# **NPV Query**

## **Problem Statement**
You are given two tables **NPV** and **Queries** with the following structure:

### **Table: NPV**
| Column Name | Type |
|------------|------|
| `id`       | int  |
| `year`     | int  |
| `npv`      | int  |

- **Primary Key:** (`id`, `year`)
- This table contains the net present value for each inventory.

### **Table: Queries**
| Column Name | Type |
|------------|------|
| `id`       | int  |
| `year`     | int  |

- **Primary Key:** (`id`, `year`)
- This table contains the queries for which we need to retrieve the NPV.

### **Objective**
For each (`id`, `year`) in the **Queries** table:
- Retrieve the corresponding **npv** value from the **NPV** table.
- If no matching (`id`, `year`) exists in the **NPV** table, return `0` as the npv value.

---


## **Approach 1: PySpark DataFrame API**
### **Steps**
1. **Initialize Spark Session**
2. **Create DataFrames for `NPV` and `Queries` Tables**
3. **Perform Left Join on `id` and `year` Columns**
4. **Replace NULL npv Values with 0**
5. **Display the Result**

### **Code**

In [2]:
from pyspark.sql import SparkSession
from pyspark.sql.functions import col, coalesce, lit

# Step 1: Initialize Spark Session
spark = SparkSession.builder.appName("NPVQueryMatching").getOrCreate()

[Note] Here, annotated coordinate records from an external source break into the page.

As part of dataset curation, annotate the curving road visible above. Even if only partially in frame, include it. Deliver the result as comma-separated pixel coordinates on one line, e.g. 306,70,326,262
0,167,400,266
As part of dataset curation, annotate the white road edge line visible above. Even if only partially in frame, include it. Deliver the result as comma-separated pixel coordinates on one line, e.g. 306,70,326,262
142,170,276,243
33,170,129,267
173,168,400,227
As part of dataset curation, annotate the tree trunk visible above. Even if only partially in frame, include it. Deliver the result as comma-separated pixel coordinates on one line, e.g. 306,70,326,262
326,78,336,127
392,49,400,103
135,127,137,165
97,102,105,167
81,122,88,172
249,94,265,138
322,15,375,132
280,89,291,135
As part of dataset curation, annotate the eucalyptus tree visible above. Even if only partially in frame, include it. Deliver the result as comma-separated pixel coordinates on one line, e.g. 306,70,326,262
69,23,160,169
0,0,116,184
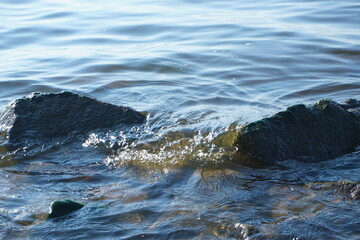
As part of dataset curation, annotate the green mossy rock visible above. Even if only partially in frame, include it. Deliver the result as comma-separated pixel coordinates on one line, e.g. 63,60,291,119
48,199,85,219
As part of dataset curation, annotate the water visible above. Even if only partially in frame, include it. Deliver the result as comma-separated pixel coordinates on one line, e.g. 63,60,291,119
0,0,360,239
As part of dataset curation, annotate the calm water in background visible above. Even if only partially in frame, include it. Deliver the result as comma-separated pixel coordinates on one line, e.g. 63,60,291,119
0,0,360,239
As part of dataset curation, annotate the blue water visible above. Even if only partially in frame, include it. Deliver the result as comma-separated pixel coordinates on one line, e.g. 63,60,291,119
0,0,360,239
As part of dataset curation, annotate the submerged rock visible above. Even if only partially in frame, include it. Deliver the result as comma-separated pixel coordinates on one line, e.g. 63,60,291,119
48,199,85,219
0,92,146,146
235,99,360,164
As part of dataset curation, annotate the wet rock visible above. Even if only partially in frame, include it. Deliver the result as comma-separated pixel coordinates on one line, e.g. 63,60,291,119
48,199,85,219
308,180,360,200
235,99,360,164
0,92,146,146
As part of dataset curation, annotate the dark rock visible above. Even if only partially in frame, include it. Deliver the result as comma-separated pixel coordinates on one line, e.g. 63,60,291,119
236,99,360,164
308,180,360,200
48,199,85,218
0,92,146,148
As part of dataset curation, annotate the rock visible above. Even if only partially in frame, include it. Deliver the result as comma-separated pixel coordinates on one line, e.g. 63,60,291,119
235,99,360,164
0,92,146,148
48,199,85,219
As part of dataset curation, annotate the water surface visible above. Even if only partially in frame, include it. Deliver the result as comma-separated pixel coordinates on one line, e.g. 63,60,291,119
0,0,360,239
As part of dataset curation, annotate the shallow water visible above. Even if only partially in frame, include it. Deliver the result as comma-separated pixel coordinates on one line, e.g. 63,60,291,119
0,0,360,239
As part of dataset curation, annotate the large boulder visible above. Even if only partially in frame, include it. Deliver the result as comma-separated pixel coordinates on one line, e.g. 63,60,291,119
235,99,360,164
0,92,146,146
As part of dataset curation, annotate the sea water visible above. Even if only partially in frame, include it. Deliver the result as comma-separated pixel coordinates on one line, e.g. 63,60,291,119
0,0,360,239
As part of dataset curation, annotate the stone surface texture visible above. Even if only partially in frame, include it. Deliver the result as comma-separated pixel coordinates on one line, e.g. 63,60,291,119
0,92,146,143
236,99,360,164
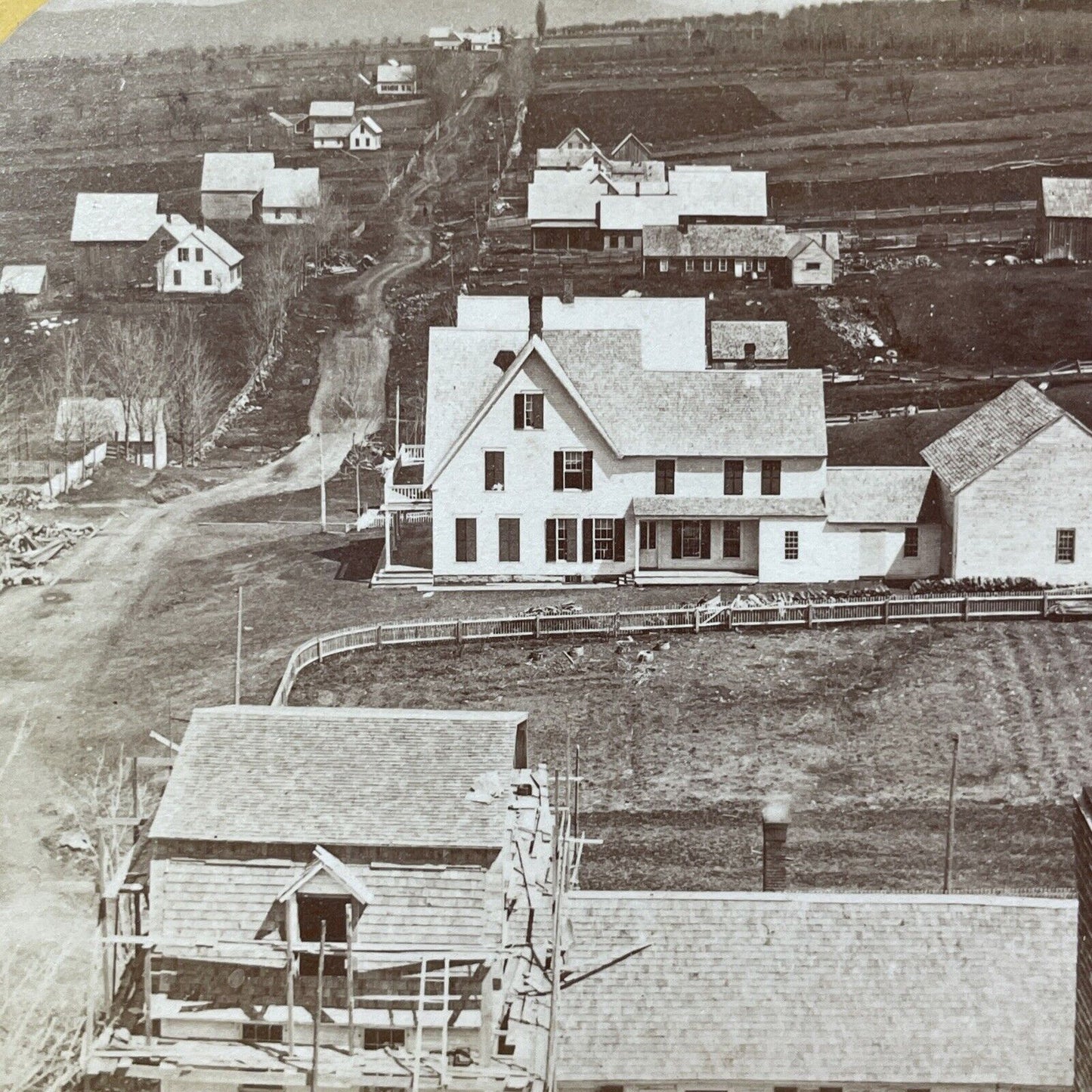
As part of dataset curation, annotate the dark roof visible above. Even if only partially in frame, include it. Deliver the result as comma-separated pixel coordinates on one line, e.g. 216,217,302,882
152,705,526,847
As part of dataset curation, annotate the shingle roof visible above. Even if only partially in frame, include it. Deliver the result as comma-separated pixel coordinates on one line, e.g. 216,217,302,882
709,322,788,360
1043,178,1092,219
150,705,526,847
633,496,827,520
262,167,320,209
150,857,503,967
824,466,940,523
642,224,796,258
922,380,1066,493
71,193,164,243
201,152,275,193
456,296,707,371
558,891,1077,1087
0,265,47,296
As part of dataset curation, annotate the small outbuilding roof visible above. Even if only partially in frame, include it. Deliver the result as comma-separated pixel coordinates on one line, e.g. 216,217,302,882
824,466,940,524
201,152,275,193
150,705,526,849
1043,178,1092,219
262,167,320,209
709,322,788,361
922,380,1066,493
555,891,1077,1089
0,265,48,296
72,193,164,243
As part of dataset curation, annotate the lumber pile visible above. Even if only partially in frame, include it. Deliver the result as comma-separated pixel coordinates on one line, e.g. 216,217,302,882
0,508,95,587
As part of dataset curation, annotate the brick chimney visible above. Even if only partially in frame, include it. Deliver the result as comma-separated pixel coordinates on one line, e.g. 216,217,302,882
763,800,788,891
527,288,543,338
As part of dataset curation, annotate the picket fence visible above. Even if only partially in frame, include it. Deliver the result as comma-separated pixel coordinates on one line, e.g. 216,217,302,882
272,587,1092,705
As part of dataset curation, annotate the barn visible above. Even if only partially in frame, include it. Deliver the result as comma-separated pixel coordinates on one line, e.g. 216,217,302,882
1038,178,1092,262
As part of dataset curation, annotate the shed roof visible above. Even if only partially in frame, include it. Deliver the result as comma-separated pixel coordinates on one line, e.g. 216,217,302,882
558,891,1077,1087
0,265,48,296
150,705,526,847
922,380,1066,493
709,322,788,360
262,167,320,209
824,466,940,523
1043,178,1092,219
201,152,277,193
72,193,162,243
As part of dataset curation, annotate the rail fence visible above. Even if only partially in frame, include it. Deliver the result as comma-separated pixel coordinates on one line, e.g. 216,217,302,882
272,587,1092,705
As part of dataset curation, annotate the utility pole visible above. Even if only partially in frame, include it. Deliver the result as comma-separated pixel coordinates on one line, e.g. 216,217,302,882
945,732,959,894
235,584,243,705
319,432,326,534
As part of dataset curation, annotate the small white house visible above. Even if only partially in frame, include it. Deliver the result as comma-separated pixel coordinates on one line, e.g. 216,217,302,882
262,167,321,225
376,58,417,95
156,214,243,296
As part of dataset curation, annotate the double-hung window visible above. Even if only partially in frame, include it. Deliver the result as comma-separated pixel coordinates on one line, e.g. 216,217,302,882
1053,527,1077,565
485,451,505,493
763,459,781,497
724,459,744,497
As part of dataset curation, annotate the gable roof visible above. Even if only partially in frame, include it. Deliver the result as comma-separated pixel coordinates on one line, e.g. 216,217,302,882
709,322,788,360
557,891,1077,1087
150,705,526,847
0,265,48,296
201,152,277,193
922,380,1066,493
71,193,164,243
1043,178,1092,219
824,466,940,523
456,296,705,371
262,167,320,209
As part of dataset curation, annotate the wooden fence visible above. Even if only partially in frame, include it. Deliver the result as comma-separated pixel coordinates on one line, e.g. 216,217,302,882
272,587,1092,705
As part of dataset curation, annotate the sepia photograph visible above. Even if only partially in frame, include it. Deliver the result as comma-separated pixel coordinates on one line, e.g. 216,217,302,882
0,0,1092,1092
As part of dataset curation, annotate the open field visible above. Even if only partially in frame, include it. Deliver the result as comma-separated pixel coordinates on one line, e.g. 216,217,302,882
292,620,1092,889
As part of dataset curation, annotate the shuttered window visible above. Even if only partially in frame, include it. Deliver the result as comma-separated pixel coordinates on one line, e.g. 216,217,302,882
724,459,744,497
656,459,675,496
497,518,520,561
672,520,713,560
456,518,477,561
763,459,781,497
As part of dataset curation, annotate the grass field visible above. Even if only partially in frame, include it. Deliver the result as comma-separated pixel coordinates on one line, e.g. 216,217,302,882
292,623,1092,889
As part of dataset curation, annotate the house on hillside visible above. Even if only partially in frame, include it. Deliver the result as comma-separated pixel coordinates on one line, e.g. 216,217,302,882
376,60,417,95
262,167,322,225
922,382,1092,586
86,705,550,1092
156,213,243,296
1038,178,1092,262
71,193,172,292
201,152,275,219
54,398,167,471
709,322,788,368
0,265,52,311
641,224,839,287
506,890,1081,1092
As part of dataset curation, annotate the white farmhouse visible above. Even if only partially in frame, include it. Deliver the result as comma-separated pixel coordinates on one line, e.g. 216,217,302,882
262,167,321,225
156,213,243,296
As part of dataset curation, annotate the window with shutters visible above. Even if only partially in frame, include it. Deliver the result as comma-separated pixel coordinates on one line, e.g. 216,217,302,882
672,520,712,559
513,392,543,428
763,459,781,497
456,518,477,561
1053,527,1077,565
724,520,743,558
656,459,675,496
497,518,520,561
724,459,744,497
485,451,505,493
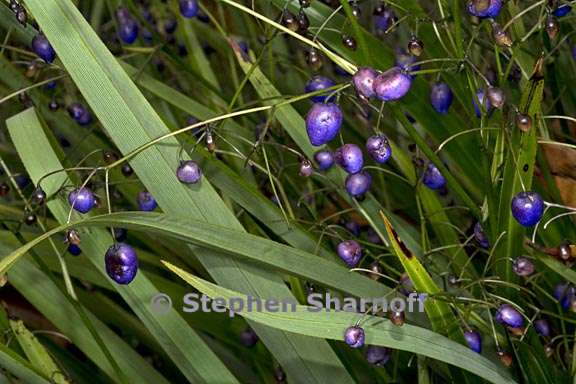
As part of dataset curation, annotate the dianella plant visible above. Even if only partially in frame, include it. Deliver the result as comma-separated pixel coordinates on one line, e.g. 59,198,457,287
0,0,576,384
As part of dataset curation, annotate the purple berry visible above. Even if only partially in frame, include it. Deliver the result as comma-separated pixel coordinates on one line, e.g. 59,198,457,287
534,319,552,337
334,144,364,174
430,83,453,115
374,67,412,101
306,103,342,147
176,160,202,184
552,4,572,17
68,244,82,256
512,192,544,227
314,150,334,171
352,68,378,99
422,163,446,190
104,243,138,284
366,135,392,164
553,283,576,310
464,329,482,353
32,33,56,63
137,191,158,212
366,345,391,367
337,240,362,268
68,187,96,213
346,171,372,197
512,257,534,276
474,222,490,249
180,0,198,19
472,89,492,118
304,75,336,103
495,304,524,328
468,0,502,19
344,325,366,348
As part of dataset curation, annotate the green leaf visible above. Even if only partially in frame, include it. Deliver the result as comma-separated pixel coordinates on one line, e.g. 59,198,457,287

# Step 2: Create DataFrames for NPV and Queries Tables
npv_data = [
    (1, 2018, 100), (7, 2020, 30), (13, 2019, 40), 
    (1, 2019, 113), (2, 2008, 121), (3, 2009, 12), 
    (11, 2020, 99), (7, 2019, 0)
]
npv_columns = ["id", "year", "npv"]
npv_df = spark.createDataFrame(npv_data, npv_columns)

queries_data = [
    (1, 2019), (2, 2008), (3, 2009), (7, 2018), 
    (7, 2019), (7, 2020), (13, 2019)
]
queries_columns = ["id", "year"]
queries_df = spark.createDataFrame(queries_data, queries_columns)

# Step 3: Perform Left Join on 'id' and 'year'
result_df = queries_df.join(npv_df, on=["id", "year"], how="left")

# Step 4: Replace NULL npv Values with 0
result_df = result_df.withColumn("npv", coalesce(col("npv"), lit(0)))

# Step 5: Display the Result
result_df.show()

StatementMeta(, a780d1ee-d731-4607-8e92-79522c7344ff, 4, Finished, Available, Finished)

+---+----+---+
| id|year|npv|
+---+----+---+
|  1|2019|113|
|  2|2008|121|
|  3|2009| 12|
|  7|2018|  0|
|  7|2019|  0|
|  7|2020| 30|
| 13|2019| 40|
+---+----+---+



---

## **Approach 2: SQL Query in PySpark**
### **Steps**
1. **Create DataFrames for `NPV` and `Queries`**
2. **Register Both DataFrames as SQL Views**
3. **Write SQL Query Using `LEFT JOIN` and `COALESCE`**
4. **Execute SQL Query**
5. **Display Output**

### **Code**

In [3]:
# Step 1: Register DataFrames as SQL Views
npv_df.createOrReplaceTempView("NPV")
queries_df.createOrReplaceTempView("Queries")

# Step 2: Run SQL Query
sql_query = """
SELECT q.id, q.year, COALESCE(n.npv, 0) AS npv
FROM Queries q
LEFT JOIN NPV n
ON q.id = n.id AND q.year = n.year;
"""

result_sql = spark.sql(sql_query)

# Step 3: Display Output
result_sql.show()

StatementMeta(, a780d1ee-d731-4607-8e92-79522c7344ff, 5, Finished, Available, Finished)

+---+----+---+
| id|year|npv|
+---+----+---+
|  1|2019|113|
|  2|2008|121|
|  3|2009| 12|
|  7|2018|  0|
|  7|2019|  0|
|  7|2020| 30|
| 13|2019| 40|
+---+----+---+



---

## **Summary**
| Approach  | Method                      | Steps  |
|-----------|-----------------------------|--------|
| **Approach 1** | PySpark DataFrame API    | Uses `join()` and `coalesce()` |
| **Approach 2** | SQL Query in PySpark     | Uses `LEFT JOIN` and `COALESCE()` |